Doriane et son mari ont ouvert un foodtruck. Photo : O.SC.

De science Po à cuistot

Doriane a aussi l’espérance en bandoulière. Opticienne de métier, elle s’est frotté les yeux, à 29 ans, après cinq ans à “faire du chiffre”. Son avenir s’est imposé comme une évidence : fini “l’abattage”. Place au métier-passion qui offre le partage comme valeur cardinale. Comme l’explique Cassely  quand il portraitiste Marie qui a ouvert le premier bar à fromages de Montpellier. “Elle avait envie de revenir vers des produits de terroir, de produits de qualité, au lait cru (…) car les gens ont envie de  savoir d’où viennent les produits (…) De la même façon, Doriane avait cette vision du partage de la bonne cuisine avec “de bons ingrédients locaux et frais” quand elle a ouvert il y a quelques mois un foodtruck, le Camion Phare. Ce jour-là, elle avait posé ses tables dans une zone aquatechnique à Sète. Pour “donner du bonheur et assouvir ma passion créative”. C’est aussi un camion-restaurant qu’a ouvert Saber Abbes à la Défense, à Paris. De sciences po à cuistot. “J’écrivais les discours des hommes politiques”. Se disant surexploité, mal dans son travail, en manque d’accomplissement personnel, “j’ai tout plaqué pour ouvrir il y a trois mois ce petit resto ambulant”, dit-il. Saber Abbes, 31 ans, se rappelle “les journées assommantes voire hallucinantes où  il m’était même interdit de caler un rendez-vous chez le médecin, les calculs politiciens pas forcément en faveur des gens… Sa formation supérieure est cependant un atout. Pour lever des fonds. Pour le marketing commercial. Et pour s’ouvrir des portes. Toutes les portes.

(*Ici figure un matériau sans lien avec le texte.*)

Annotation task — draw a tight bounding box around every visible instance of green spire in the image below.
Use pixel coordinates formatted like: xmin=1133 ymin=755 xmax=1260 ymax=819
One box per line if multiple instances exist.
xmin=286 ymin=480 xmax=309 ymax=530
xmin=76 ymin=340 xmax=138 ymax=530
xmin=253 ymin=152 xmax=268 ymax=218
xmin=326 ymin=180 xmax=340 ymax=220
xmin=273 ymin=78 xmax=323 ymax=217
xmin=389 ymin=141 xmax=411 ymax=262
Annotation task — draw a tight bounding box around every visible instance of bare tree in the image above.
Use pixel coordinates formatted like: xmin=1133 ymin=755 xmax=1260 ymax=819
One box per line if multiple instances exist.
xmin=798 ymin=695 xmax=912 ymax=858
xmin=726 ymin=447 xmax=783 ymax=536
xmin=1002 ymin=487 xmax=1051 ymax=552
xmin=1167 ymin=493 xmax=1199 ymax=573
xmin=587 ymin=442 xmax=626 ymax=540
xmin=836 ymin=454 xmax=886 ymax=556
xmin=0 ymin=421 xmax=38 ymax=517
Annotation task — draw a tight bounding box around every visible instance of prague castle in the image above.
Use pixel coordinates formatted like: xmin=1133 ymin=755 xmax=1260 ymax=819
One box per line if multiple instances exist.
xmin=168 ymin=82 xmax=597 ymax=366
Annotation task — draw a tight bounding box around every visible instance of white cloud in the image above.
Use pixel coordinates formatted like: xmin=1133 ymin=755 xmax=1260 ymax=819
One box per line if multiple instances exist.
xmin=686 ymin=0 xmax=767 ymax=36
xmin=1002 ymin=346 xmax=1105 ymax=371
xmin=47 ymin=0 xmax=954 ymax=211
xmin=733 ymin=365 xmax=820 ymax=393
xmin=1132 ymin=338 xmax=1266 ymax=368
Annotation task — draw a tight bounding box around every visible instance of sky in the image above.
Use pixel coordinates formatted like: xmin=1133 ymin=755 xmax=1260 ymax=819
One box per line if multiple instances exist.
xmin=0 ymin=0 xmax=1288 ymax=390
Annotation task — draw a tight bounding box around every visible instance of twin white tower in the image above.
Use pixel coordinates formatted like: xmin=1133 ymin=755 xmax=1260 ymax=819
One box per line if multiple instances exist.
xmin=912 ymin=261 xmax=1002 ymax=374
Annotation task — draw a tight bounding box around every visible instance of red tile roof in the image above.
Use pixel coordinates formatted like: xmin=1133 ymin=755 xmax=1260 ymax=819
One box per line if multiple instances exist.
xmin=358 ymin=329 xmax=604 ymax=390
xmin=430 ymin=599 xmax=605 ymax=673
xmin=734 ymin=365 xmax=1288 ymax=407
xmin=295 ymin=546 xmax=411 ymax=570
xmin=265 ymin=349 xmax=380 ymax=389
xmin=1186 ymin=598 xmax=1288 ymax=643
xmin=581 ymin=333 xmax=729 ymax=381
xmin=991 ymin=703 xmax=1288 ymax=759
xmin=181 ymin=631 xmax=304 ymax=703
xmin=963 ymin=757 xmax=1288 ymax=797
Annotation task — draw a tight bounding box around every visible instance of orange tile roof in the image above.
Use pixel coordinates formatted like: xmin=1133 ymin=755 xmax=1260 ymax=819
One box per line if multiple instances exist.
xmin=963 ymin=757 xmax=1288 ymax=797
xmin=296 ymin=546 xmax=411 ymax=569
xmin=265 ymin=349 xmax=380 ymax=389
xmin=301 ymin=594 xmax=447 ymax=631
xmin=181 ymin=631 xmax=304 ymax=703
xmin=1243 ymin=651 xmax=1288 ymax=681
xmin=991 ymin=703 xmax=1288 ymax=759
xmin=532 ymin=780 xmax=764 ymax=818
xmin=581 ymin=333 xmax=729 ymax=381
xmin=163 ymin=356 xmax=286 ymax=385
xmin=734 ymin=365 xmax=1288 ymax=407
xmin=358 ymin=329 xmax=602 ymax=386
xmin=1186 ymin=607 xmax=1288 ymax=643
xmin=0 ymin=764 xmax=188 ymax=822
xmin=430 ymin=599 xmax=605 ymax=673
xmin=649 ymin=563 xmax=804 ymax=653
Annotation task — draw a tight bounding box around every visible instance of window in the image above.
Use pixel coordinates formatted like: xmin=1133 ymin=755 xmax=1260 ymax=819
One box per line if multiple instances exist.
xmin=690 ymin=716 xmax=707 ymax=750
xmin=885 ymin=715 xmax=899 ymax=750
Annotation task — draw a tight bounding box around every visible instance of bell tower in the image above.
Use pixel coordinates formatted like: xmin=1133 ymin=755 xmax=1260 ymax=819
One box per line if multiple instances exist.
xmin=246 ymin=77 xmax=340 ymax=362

Les Temps Modernes de Chaplin dénonçaient la peur de la robotisation de la société ; le somptueux film Brazil dénonçait, lui, avec humour ravageur le règne stupide de la bureaucratie toute-puissante. Plus près de nous, le mystérieux mouvement Nuit debout, né spontanément en 2016, notamment en réaction contre la loi Travail, était justement animé par de jeunes diplômés qui se sentaient déclassés. Tous ces diplômés en sont un peu la synthèse qui s’enthousiasment volontiers dans leur nouvelle approche d’un métier manuel. Un auto-récit doublé d’un néo-prestige, celui de l’entreprenariat à tout crin. C’est le cas de Sébastien Girault. Agé d’à peine 25 ans, ce jeune homme, originaire de Mayenne, habitant à Montpellier depuis deux ans, s’apprête à lancer l’équivalent d’un Facebook pour jardiniers intégrant une boutique en ligne. C’est une première en France ! Il y a un an, il a vite décliné la reconduction de son contact à la prestigieuse Banque publique d’investissement (BPI) qu’il n’avait pas eu de mal à intégrer après une non moins prestigieuse école de commerce. Le nouvel ordre commercial est en marche.

Olivier SCHLAMA

(1) Enquête réalisée auprès d’un échantillon de 1001 Français interrogés par Internet les 17 et 18 mai 2017, parmi lesquels 631 actifs.